Detailed grouping results for five representative categories can be found in supplementary materials; here, we only analyze a few representative findings for arthritis, cardiovascular disease, and anemia. Overall, our groupings tend to separate disease codes by coarse pathophysiological attributes at the highest level of the hierarchy and more minute differences at lower levels. Within each level, groups of codes enjoy both intuitive internal consistency and clear separation from other groups. For instance, our method differentiates arthritis at the coarsest level into such broad categories as septic arthritis, post-infective arthropathies (i.e. immune complex-mediated disease), rheumatoid arthritis, and osteoarthritis. Within the rheumatoid arthritis group, it further distinguishes codes by extra-articular involvement (i.e. rheumatoid lung, vasculitis) and presence of rheumatoid factor. Only at the lowest level of the hierarchy does the grouping distinguish by the joint affected – a granular disease attribute. By contrast, the current PheWAS divides all ICD-9 codes related to Rheumatoid Arthritis (RA) into three groups – rheumatoid arthritis, juvenile rheumatoid arthritis, and other inflammatory polyarthropathies – that can be rolled up to the broad group of P714 (rheumatoid arthritis and other inflammatory polyarthropathies). While these groups are certainly clinically meaningful, our grouping both achieves more clinically meaningful separation with ICD-10 and at the same time can be utilized at different levels of the hierarchy depending on the level of specificity desired.

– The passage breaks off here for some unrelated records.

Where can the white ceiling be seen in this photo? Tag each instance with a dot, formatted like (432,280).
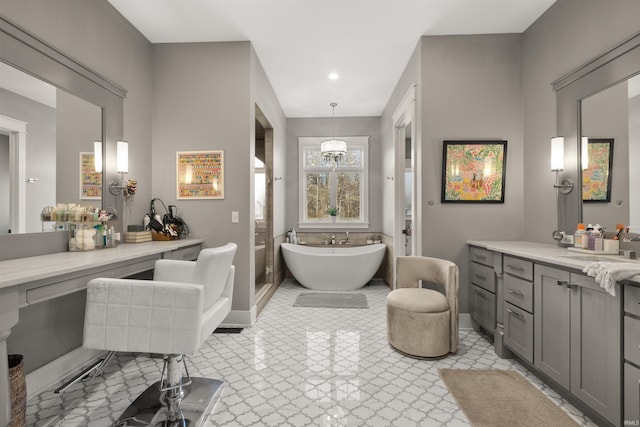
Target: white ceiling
(300,42)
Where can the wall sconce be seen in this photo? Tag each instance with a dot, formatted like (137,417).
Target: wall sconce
(97,156)
(557,164)
(122,167)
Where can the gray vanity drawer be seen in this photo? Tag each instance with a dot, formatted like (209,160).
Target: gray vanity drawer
(483,308)
(482,256)
(518,292)
(632,340)
(518,331)
(518,267)
(483,276)
(188,253)
(631,395)
(632,299)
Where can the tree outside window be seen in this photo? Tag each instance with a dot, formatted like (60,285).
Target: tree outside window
(327,186)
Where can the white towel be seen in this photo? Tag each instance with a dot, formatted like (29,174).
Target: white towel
(608,273)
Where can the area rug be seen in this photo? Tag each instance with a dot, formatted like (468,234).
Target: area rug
(490,397)
(331,300)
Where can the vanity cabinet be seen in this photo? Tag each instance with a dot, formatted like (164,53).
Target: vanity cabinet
(518,306)
(632,354)
(483,289)
(577,338)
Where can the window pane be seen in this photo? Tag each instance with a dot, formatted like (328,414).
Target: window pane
(312,158)
(352,159)
(348,192)
(317,201)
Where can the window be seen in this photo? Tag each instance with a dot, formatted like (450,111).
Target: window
(325,185)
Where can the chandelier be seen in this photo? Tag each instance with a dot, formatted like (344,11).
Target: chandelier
(333,149)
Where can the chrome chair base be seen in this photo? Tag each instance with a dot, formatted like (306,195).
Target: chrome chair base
(198,400)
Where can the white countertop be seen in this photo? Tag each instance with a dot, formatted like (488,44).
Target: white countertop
(23,270)
(550,254)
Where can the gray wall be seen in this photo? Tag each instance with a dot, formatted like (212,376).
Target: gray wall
(410,75)
(343,127)
(79,124)
(40,149)
(569,34)
(205,98)
(634,154)
(4,178)
(94,34)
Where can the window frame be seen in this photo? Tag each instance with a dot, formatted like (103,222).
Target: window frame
(307,143)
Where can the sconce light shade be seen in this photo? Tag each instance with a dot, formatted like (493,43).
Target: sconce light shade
(557,153)
(584,147)
(122,157)
(97,156)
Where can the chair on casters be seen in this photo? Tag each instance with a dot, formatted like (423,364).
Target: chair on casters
(423,323)
(173,314)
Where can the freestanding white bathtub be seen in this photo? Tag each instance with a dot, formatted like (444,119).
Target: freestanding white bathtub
(333,268)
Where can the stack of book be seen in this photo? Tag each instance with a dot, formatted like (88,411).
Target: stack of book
(137,236)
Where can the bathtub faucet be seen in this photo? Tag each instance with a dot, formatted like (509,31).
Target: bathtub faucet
(346,240)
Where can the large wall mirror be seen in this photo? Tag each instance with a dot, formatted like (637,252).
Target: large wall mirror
(611,115)
(600,101)
(52,110)
(57,146)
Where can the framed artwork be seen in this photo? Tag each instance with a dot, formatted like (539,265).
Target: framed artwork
(596,177)
(473,171)
(90,180)
(200,175)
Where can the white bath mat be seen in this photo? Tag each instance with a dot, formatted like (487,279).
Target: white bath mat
(331,300)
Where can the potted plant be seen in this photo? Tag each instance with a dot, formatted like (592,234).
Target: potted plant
(333,212)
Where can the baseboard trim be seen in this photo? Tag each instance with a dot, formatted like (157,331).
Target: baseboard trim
(240,318)
(47,377)
(464,321)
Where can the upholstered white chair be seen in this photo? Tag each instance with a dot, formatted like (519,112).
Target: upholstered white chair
(423,322)
(173,314)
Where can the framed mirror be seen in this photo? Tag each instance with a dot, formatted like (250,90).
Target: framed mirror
(599,100)
(44,129)
(88,107)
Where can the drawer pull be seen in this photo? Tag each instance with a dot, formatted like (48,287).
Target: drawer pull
(480,294)
(516,293)
(518,315)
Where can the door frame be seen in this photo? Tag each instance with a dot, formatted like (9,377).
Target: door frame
(404,115)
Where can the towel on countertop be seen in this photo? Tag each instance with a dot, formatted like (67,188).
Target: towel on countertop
(608,273)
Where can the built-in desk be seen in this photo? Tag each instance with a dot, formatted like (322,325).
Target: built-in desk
(31,280)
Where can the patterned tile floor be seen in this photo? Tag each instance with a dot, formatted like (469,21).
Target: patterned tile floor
(297,367)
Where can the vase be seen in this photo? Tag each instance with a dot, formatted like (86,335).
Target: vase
(17,391)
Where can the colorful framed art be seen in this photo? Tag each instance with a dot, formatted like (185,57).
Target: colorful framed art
(200,175)
(596,177)
(90,180)
(473,171)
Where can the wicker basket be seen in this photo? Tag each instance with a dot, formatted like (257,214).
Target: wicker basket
(162,237)
(17,391)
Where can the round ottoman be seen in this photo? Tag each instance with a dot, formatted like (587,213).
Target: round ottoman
(418,322)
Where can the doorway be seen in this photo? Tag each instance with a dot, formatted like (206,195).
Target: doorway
(407,212)
(263,211)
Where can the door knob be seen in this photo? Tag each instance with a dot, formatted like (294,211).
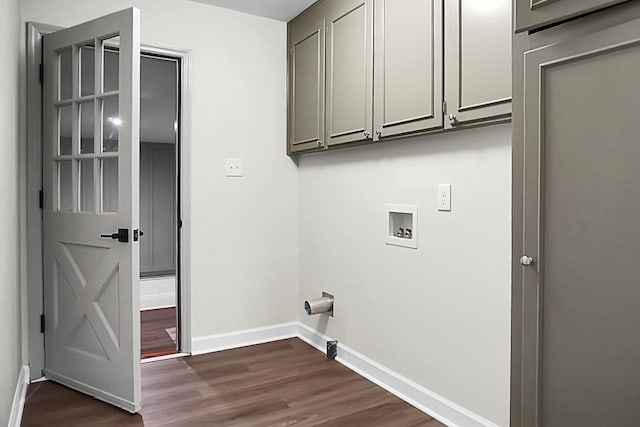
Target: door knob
(122,235)
(526,260)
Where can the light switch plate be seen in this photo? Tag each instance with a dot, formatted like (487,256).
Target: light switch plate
(444,197)
(233,167)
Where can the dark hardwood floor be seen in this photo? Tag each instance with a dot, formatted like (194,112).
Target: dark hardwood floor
(154,339)
(279,384)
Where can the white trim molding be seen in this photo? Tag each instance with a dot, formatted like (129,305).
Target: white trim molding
(15,417)
(436,406)
(157,292)
(227,341)
(127,405)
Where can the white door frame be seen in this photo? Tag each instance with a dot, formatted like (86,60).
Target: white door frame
(31,241)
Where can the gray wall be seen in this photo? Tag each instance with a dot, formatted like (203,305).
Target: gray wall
(244,238)
(438,315)
(10,330)
(157,208)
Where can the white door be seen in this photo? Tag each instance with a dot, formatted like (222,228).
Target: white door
(90,161)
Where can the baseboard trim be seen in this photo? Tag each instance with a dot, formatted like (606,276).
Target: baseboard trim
(157,301)
(444,410)
(15,417)
(431,403)
(92,391)
(227,341)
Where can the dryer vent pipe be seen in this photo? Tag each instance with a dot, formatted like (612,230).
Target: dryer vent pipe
(319,305)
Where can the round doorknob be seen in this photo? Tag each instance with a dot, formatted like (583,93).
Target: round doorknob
(526,260)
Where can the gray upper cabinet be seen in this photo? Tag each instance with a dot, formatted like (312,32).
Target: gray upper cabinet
(349,71)
(477,61)
(531,14)
(408,67)
(307,81)
(372,70)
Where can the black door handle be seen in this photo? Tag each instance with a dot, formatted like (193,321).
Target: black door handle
(137,234)
(121,236)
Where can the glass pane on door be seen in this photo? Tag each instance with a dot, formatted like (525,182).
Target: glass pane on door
(65,75)
(86,190)
(109,167)
(64,130)
(87,70)
(65,185)
(111,64)
(110,124)
(86,119)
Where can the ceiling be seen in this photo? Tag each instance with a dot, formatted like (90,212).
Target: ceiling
(281,10)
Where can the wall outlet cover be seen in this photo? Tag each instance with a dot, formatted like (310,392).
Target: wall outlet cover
(444,197)
(233,167)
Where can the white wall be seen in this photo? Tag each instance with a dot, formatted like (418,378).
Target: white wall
(10,331)
(438,315)
(244,262)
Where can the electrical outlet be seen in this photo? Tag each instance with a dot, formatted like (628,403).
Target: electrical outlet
(444,197)
(233,167)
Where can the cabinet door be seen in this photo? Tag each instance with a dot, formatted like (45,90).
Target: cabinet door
(349,71)
(532,14)
(306,83)
(478,61)
(408,67)
(576,305)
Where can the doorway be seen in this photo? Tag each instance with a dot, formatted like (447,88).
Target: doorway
(159,180)
(177,290)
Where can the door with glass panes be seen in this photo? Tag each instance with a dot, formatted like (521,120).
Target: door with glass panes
(90,181)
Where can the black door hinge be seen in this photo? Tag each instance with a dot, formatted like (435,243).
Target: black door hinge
(137,234)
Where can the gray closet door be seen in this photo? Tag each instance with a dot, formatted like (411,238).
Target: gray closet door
(477,61)
(408,67)
(306,81)
(349,71)
(532,14)
(581,295)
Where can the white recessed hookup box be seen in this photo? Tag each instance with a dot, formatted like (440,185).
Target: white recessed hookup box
(402,228)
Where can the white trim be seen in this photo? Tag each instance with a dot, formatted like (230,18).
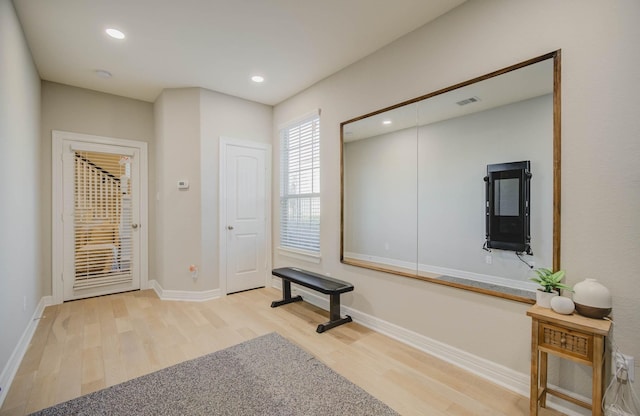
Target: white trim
(496,373)
(57,143)
(11,368)
(222,206)
(299,119)
(184,295)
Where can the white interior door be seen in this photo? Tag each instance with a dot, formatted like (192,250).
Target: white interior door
(245,198)
(101,217)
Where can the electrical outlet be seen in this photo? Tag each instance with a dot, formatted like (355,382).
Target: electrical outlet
(624,367)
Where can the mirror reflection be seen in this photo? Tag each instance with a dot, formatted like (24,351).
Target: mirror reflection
(413,181)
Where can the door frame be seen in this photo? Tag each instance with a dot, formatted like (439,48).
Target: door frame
(57,201)
(225,142)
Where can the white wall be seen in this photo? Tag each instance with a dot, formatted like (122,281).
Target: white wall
(381,201)
(21,231)
(600,150)
(189,124)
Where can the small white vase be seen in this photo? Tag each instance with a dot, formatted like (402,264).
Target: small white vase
(543,299)
(563,305)
(592,299)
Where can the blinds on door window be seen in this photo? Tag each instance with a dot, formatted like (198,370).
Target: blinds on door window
(102,219)
(300,185)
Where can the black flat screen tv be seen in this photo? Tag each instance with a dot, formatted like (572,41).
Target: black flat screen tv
(507,206)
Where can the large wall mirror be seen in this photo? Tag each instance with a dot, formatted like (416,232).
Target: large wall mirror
(413,189)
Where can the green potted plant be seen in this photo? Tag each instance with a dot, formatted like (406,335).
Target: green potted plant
(551,285)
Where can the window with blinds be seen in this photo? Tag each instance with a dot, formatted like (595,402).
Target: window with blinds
(102,219)
(300,185)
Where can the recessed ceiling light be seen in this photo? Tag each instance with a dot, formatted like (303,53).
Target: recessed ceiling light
(103,73)
(115,33)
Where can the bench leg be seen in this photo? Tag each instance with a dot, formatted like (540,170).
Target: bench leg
(334,315)
(286,295)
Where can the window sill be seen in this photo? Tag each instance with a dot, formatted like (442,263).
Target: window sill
(300,255)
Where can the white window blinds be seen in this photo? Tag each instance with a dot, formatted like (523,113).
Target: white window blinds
(102,219)
(300,185)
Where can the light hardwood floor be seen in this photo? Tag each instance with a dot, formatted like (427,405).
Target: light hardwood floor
(83,346)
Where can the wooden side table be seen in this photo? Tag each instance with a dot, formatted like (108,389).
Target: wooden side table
(573,337)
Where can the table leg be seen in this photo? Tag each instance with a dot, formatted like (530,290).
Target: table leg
(543,378)
(533,395)
(598,363)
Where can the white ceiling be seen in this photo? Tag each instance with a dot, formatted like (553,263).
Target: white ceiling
(213,44)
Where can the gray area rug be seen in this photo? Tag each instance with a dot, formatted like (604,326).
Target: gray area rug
(267,375)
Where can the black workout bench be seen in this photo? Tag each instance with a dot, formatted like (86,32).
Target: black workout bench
(323,284)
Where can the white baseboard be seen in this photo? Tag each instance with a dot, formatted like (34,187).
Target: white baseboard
(10,370)
(496,373)
(183,295)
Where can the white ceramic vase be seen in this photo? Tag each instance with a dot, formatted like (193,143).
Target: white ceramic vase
(592,299)
(543,299)
(562,304)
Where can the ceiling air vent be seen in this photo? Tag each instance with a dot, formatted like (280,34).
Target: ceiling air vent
(468,101)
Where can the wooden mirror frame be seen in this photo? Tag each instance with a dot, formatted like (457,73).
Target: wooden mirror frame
(555,55)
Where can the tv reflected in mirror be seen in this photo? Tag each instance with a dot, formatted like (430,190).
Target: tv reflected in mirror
(411,202)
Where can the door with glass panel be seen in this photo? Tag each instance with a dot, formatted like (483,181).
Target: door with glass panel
(101,219)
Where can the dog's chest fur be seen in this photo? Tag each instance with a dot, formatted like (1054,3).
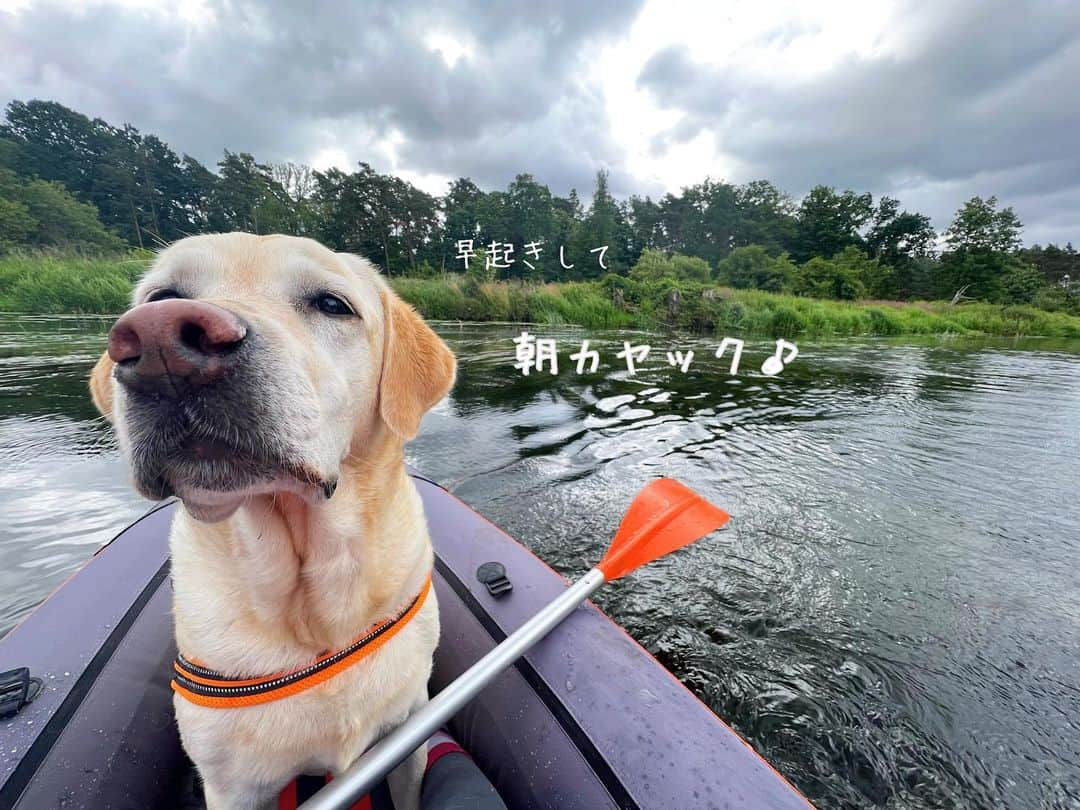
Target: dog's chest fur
(267,592)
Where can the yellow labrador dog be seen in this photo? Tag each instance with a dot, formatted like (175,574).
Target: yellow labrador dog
(270,385)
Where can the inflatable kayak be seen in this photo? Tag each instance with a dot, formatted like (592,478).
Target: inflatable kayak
(586,719)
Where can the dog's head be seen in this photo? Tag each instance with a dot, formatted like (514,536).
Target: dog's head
(251,365)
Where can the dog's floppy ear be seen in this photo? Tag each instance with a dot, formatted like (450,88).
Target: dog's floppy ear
(100,386)
(418,368)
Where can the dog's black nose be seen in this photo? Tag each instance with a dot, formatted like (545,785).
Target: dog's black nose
(158,345)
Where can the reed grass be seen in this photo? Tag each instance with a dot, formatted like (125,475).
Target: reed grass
(54,283)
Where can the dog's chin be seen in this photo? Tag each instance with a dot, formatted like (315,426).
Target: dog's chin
(213,486)
(214,505)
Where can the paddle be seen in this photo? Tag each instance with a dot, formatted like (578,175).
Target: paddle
(664,516)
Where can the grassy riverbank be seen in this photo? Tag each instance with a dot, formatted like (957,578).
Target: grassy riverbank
(64,284)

In addition to finding a consensus grouping using both VHA and PHB data, individual groupings reflective of each unique healthcare system were also obtained. Figure 4 shows such an example: whereas rheumatic valvular disease is distinguished from non-rheumatic disease for PHB, no such differentiation is made for VHA. This may reflect differing coding practices or patient population characteristics between the two healthcare systems, though ultimately both groupings are clinically sensible.

Figure 4:

Figure 4:

Grouping comparison within I08 given by mvBSC using data from PHB (left) and VHA (right) respectively. ICD codes (in circle) are colored according to their belonged groups (in square).

DISCUSSION

In this paper, we demonstrate the power of the proposed procedure through jointly grouping ICD-9 and ICD-10 codes in an unbiased manner of utilizing two data sources from the VHA and the PHB. Although the performance of the mvBSC method is only evaluated for grouping ICD codes in 13 disease categories against several sets of human annotations, these results suggest that the mvBSC produced grouping structure for the ICD codes that is highly consistent with human annotations. Our data-driven approach, however, has major advantages over manual approaches including scalability and transportability.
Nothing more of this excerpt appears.